Mirzoza piquée se tourna du côté de Sélim, et lui dit: «Mais, Sélim, aidez-moi donc, vous qui vous y connaissez. Prince, ajouta-t-elle en portant la parole au sultan, adressez-vous à...Qui dirai-je? Sélim, aidez-moi donc.
--A Mirzoza, continua Sélim.
--Vous me faites très-mal votre cour, reprit la favorite. Je ne crains pas l'épreuve; mais je l'ai en aversion. Nommez-en vite une autre, si vous voulez que je vous pardonne.
--On pourrait, dit Sélim, voir si Zaïde a trouvé la réalité de l'amant idéal qu'elle s'est figuré, et auquel elle comparait jadis tous ceux qui lui faisaient la cour.
--Zaïde? reprit Mangogul; je vous avoue que cette femme est assez propre à me faire perdre.
--C'est, ajouta la favorite, peut-être la seule dont la prude Arsinoé et le fat Jonéki aient épargné la réputation.
--Cela est fort, dit Mangogul; mais l'essai de ma bague vaut encore mieux. Allons droit à son bijou: Cet oracle est plus sûr que celui de Calchas.
--Comment! ajouta la favorite en riant, vous possédez votre Racine comme un acteur.»
CHAPITRE LII.
VINGT-NEUVIÈME ESSAI DE L'ANNEAU.
ZULEÏMAN ET ZAÏDE.
Mangogul, sans répondre à la plaisanterie de la favorite, sortit sur-le-champ, et se rendit chez Zaïde. Il la trouva retirée dans un cabinet, vis-à-vis d'une petite table sur laquelle il aperçut des lettres, un portrait, quelques bagatelles éparses qui venaient d'un amant chéri, comme il était facile de le présumer au cas qu'elle en faisait. Elle écrivait; des larmes lui coulaient des yeux et mouillaient son papier. Elle baisait avec transport le portrait, ouvrait les lettres, écrivait quelques mots, revenait au portrait, se précipitait sur les bagatelles dont j'ai parlé, et les pressait contre son sein.
Le sultan fut dans un étonnement incroyable; il n'avait jamais vu de femmes tendres que la favorite et Zaïde. Il se croyait aimé de Mirzoza; mais Zaïde n'aimait-elle pas davantage Zuleïman? Et ces deux amants n'étaient-ils point les seuls, vrais amants du Congo?
Les larmes que Zaïde versait en écrivant n'étaient point des larmes de tristesse. L'amour les lui faisait répandre. Et dans ce moment un sentiment délicieux qui naissait de la certitude de posséder le coeur de Zuleïman, était le seul qui l'affectât. «Cher Zuleïman, s'écriait-elle, que je t'aime! que tu m'es cher! que tu m'occupes agréablement! Dans les instants où Zaïde n'a point le bonheur de te voir, elle t'écrit du moins combien elle est à toi: loin de Zuleïman, son amour est l'unique entretien qui lui plaise.»
Zaïde en était là de sa tendre méditation, lorsque Mangogul dirigea son anneau sur elle. A l'instant il entendit son bijou soupirer, et répéter les premiers mots du monologue de sa maîtresse: «Cher Zuleïman, que je t'aime! que tu m'es cher! que tu m'occupes agréablement!» Le coeur et le bijou de Zaïde étaient trop bien d'accord pour varier dans leurs discours. Zaïde fut d'abord surprise; mais elle était si sûre que son bijou ne dirait rien que Zuleïman ne pût entendre avec plaisir qu'elle désira sa présence.

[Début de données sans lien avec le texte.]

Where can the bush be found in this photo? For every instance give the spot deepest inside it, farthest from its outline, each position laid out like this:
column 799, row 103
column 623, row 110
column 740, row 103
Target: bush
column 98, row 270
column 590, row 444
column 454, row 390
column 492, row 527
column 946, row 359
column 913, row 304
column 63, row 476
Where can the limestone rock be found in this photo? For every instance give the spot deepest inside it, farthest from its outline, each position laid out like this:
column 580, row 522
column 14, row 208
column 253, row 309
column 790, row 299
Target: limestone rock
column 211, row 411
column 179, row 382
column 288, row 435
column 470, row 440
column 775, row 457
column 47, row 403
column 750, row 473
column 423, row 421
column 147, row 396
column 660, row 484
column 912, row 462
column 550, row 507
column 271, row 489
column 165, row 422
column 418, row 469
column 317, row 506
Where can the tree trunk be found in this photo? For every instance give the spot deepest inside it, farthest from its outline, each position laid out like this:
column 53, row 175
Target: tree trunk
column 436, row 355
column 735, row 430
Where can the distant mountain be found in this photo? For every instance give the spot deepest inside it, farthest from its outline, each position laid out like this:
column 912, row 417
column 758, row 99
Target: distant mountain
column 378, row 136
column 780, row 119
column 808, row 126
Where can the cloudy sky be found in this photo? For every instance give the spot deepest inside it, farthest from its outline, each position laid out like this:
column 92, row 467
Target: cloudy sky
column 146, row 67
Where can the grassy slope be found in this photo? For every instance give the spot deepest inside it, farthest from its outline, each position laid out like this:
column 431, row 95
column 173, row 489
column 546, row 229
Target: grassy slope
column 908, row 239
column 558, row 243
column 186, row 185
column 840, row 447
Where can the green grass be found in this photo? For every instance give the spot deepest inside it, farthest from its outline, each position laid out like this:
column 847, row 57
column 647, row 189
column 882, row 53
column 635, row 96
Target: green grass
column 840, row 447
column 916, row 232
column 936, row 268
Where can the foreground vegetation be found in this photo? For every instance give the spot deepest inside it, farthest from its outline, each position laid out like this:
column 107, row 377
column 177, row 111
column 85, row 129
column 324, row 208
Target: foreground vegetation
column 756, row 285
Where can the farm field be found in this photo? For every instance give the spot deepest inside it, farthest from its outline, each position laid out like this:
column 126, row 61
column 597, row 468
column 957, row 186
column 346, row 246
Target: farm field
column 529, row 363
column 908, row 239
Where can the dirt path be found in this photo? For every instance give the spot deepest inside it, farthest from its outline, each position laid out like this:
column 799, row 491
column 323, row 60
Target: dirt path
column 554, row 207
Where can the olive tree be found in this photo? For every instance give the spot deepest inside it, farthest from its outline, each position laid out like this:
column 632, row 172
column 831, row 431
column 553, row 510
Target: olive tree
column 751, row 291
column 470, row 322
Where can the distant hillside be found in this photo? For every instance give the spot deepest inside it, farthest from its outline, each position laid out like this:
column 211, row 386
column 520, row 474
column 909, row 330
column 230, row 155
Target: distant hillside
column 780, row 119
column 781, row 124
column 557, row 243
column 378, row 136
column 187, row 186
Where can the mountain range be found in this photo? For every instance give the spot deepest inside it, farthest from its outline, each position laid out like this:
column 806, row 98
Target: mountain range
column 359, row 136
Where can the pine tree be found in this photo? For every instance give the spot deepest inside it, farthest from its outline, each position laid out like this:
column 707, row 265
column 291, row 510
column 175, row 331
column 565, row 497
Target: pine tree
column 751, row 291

Mangogul réitéra son essai, et le bijou de Zaïde répéta d'une voix douce et tendre: «Zuleïman, cher Zuleïman, que je t'aime! que tu m'es cher!»
«Zuleïman, s'écria le sultan, est le mortel le plus fortuné de mon empire. Quittons ces lieux où l'image d'un bonheur plus grand que le mien se présente à mes yeux et m'afflige.» Il sortit aussitôt, et porta chez la favorite un air inquiet et rêveur.

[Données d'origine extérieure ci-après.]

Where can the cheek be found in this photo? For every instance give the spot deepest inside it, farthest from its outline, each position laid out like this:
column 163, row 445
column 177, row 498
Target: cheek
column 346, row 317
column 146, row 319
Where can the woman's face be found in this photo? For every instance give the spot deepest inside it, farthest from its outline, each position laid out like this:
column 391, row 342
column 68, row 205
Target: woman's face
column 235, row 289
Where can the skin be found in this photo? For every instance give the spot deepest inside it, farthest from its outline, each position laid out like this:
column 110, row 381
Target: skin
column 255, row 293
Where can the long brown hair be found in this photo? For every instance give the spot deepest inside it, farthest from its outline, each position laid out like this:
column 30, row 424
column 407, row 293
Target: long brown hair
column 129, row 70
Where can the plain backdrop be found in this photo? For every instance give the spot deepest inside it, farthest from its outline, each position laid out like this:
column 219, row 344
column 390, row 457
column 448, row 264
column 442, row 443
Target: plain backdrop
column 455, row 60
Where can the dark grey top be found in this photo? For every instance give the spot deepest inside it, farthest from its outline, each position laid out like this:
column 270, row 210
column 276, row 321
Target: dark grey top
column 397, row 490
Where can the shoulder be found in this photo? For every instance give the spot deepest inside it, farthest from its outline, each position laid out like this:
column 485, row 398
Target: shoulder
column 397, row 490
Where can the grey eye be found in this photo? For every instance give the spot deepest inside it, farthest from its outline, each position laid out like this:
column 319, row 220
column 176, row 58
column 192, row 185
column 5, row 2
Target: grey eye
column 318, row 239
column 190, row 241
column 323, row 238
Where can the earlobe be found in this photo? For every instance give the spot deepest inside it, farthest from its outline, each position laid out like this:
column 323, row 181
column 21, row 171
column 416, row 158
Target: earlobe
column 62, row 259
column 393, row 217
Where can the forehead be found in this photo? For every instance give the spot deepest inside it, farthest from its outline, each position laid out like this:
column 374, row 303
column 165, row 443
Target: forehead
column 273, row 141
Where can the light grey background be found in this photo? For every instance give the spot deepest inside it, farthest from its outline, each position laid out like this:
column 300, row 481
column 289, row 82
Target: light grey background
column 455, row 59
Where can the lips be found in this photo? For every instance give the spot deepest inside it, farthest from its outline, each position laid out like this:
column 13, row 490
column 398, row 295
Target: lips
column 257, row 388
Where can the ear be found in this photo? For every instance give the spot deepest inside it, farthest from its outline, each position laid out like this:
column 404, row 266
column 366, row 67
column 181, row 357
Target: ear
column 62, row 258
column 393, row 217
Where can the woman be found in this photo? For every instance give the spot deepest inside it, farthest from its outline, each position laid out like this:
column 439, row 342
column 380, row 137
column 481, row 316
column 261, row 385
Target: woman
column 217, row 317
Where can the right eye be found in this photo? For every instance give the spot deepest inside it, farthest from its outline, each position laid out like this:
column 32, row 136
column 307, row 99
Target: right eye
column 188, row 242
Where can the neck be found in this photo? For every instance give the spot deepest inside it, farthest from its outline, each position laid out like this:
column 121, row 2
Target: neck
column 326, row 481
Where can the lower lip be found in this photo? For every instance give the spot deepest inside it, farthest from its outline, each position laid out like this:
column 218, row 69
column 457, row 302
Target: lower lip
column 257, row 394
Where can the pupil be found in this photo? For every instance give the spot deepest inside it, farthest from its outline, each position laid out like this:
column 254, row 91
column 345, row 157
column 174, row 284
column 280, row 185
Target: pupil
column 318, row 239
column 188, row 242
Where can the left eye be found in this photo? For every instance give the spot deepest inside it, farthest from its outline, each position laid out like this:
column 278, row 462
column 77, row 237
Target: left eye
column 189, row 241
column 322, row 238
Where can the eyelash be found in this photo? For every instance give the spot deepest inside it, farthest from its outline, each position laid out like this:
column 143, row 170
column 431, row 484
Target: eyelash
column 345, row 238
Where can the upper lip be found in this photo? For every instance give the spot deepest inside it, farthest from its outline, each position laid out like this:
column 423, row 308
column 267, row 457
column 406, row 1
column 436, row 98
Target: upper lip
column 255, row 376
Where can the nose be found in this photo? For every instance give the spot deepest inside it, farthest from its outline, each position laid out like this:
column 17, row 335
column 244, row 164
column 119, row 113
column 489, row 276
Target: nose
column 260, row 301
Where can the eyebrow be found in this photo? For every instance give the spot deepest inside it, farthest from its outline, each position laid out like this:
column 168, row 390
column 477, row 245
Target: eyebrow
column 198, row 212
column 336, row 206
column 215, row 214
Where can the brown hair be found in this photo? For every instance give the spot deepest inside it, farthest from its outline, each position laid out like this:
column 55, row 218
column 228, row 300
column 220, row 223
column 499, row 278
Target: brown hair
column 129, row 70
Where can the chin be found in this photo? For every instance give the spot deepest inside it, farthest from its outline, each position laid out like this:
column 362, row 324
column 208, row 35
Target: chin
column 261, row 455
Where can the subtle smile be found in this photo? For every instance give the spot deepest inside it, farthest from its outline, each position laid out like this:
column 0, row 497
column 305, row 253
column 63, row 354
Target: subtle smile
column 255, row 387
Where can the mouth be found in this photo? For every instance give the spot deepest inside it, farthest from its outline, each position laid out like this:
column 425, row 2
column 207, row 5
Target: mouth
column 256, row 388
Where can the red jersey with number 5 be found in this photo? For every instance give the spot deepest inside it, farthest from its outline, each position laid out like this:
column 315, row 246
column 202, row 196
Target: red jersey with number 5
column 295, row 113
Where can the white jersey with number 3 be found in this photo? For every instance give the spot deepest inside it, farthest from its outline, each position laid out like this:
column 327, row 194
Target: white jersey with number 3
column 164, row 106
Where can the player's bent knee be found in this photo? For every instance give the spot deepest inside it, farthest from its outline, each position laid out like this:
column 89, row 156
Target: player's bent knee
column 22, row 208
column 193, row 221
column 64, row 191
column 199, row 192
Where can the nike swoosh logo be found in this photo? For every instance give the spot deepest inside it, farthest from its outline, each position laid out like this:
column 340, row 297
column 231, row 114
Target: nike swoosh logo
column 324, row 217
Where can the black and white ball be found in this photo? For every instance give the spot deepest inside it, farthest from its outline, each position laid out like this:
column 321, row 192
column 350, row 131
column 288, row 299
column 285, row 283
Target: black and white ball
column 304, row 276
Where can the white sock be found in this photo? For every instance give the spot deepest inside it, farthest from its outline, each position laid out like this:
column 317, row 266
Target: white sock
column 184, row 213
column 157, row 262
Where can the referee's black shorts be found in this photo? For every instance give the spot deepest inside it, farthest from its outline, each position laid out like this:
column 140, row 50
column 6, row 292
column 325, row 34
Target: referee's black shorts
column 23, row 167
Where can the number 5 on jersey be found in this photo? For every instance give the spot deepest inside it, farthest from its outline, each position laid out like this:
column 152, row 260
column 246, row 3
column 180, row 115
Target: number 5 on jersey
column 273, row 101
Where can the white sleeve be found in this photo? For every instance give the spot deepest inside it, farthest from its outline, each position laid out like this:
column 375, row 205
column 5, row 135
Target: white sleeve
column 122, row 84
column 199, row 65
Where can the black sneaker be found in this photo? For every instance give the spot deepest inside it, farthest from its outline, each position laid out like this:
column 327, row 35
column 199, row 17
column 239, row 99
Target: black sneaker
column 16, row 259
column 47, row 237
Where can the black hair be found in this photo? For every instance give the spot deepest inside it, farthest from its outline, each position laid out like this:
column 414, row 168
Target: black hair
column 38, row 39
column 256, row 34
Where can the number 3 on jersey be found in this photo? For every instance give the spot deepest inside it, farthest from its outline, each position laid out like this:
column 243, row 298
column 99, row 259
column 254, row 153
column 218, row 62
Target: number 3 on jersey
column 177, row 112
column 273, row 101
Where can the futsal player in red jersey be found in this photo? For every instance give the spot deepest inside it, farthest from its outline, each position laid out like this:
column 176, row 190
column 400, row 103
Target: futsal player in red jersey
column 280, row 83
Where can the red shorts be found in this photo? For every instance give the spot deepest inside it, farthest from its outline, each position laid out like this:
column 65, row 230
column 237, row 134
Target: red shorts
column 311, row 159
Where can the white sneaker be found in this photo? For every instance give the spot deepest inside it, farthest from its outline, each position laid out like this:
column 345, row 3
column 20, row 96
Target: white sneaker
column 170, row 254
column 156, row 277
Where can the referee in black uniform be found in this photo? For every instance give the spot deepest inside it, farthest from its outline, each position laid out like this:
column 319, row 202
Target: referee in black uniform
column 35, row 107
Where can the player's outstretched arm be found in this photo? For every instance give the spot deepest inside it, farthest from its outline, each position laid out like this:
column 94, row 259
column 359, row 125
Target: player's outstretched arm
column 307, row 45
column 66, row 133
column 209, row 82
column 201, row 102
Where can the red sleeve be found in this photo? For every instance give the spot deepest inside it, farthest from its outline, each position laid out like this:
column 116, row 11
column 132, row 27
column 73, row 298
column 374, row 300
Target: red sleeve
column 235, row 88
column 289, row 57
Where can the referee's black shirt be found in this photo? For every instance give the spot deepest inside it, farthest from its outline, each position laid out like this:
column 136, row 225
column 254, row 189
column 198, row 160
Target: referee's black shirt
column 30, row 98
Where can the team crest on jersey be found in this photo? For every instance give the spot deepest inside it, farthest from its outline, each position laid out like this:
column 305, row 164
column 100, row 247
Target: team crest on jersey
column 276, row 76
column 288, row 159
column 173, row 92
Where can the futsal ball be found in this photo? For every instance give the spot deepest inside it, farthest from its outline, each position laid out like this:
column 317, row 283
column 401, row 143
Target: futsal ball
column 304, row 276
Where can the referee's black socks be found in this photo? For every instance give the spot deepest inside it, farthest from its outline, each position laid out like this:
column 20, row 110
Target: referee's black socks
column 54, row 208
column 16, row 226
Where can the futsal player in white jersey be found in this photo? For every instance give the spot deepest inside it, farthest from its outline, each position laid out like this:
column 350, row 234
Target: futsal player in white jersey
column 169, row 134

«Prince, qu'avez-vous? lui demanda-t-elle; vous ne me dites rien de Zaïde...--Zaïde, madame, répondit Mangogul, est une femme adorable! Elle aime comme on n'a jamais aimé.
--Tant pis pour elle, repartit Mirzoza.
--Que dites-vous?...reprit le sultan.
--Je dis, répondit la favorite, que Kermadès est un des maussades personnages du Congo; que l'intérêt et l'autorité des parents ont fait ce mariage-là, et que jamais époux n'ont été plus dépareillés que Kermadès et Zaïde.